| 1996 - 2003
“Silencio la tierra va a dar a luz un árbol”. (Vicente Huidobro, Altazor-Canto I)
Heroína porque dijo: “no” y se quedó a libar entre gardenias. En los pliegues del primer botón, realmente. La verdad no vino desenvuelta en pétalos radiantes, espejos de rocío, hojas iridiscentes o cualquier otra superficie de poros con reflejos luminosos: es en la cuna del sépalo donde se oculta el cortejo que efectúa María José Romero al óleo. A modo de claustro botánico, el órgano femenino, pistilo coronado por un estilo y un inevitable estigma, inyecta la tinta a la célula, como si fuera el ejemplar micro del cosmos, con pincel, haditas-famosas como son por sus alitas transparentes. Se extrae del cuerpo el enigma, a nivel de insecto lepidóptero, observando a ojos volcados, con los parpados cerrados.
La cosecha inicia en blanco y abre el abanico del paisaje inventariado. Pero este paisaje no es estático, es ese cuerpo que se contrae y se dilata, se condena y se absuelve, colecta y disemina, se columpia con disciplina a espacios rítmicos. Es importante patear a terreno fértil la semilla, con una leve oscilación de la rodilla.
El conjunto que María José Romero levanta no sabe de quietud.

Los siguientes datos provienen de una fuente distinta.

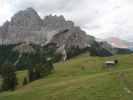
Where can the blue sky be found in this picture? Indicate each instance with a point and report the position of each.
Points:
(101, 18)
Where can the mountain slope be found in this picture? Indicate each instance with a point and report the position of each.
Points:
(70, 81)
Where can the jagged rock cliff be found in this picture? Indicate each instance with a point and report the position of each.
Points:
(26, 25)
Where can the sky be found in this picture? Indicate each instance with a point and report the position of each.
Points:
(100, 18)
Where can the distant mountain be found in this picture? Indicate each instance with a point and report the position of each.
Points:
(27, 26)
(27, 36)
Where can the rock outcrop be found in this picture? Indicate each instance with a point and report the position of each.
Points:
(27, 26)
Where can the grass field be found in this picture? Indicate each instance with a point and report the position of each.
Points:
(81, 78)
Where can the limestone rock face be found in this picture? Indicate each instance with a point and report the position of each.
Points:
(26, 25)
(54, 24)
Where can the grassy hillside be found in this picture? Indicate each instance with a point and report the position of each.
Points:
(81, 78)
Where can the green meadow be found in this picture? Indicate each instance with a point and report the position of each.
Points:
(80, 78)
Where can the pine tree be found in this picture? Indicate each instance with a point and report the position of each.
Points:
(25, 81)
(9, 77)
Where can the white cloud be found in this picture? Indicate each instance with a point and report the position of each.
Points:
(101, 18)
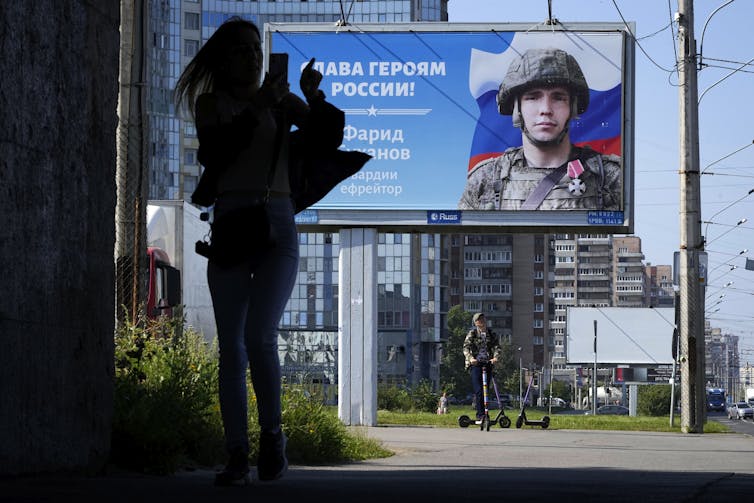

Su discurso de espléndida vitalidad corona al movimiento, indomable por inasible, rescatado y enmarcado en el flujo de su agilidad constante e irrepetible. Es un estudio metamórfico sucediéndose, en aprecio amable al caos del que naturalmente su organicidad deriva, que impide cualquier intento de parálisis perfeccionista porque —lo sabe quien se abraza de un capullo, lo sitia, desentraña— la perfección así, no solo es una mentira, es una insolencia de lo inerte. El movimiento, en cambio, y su desfile de pliegues, es vida.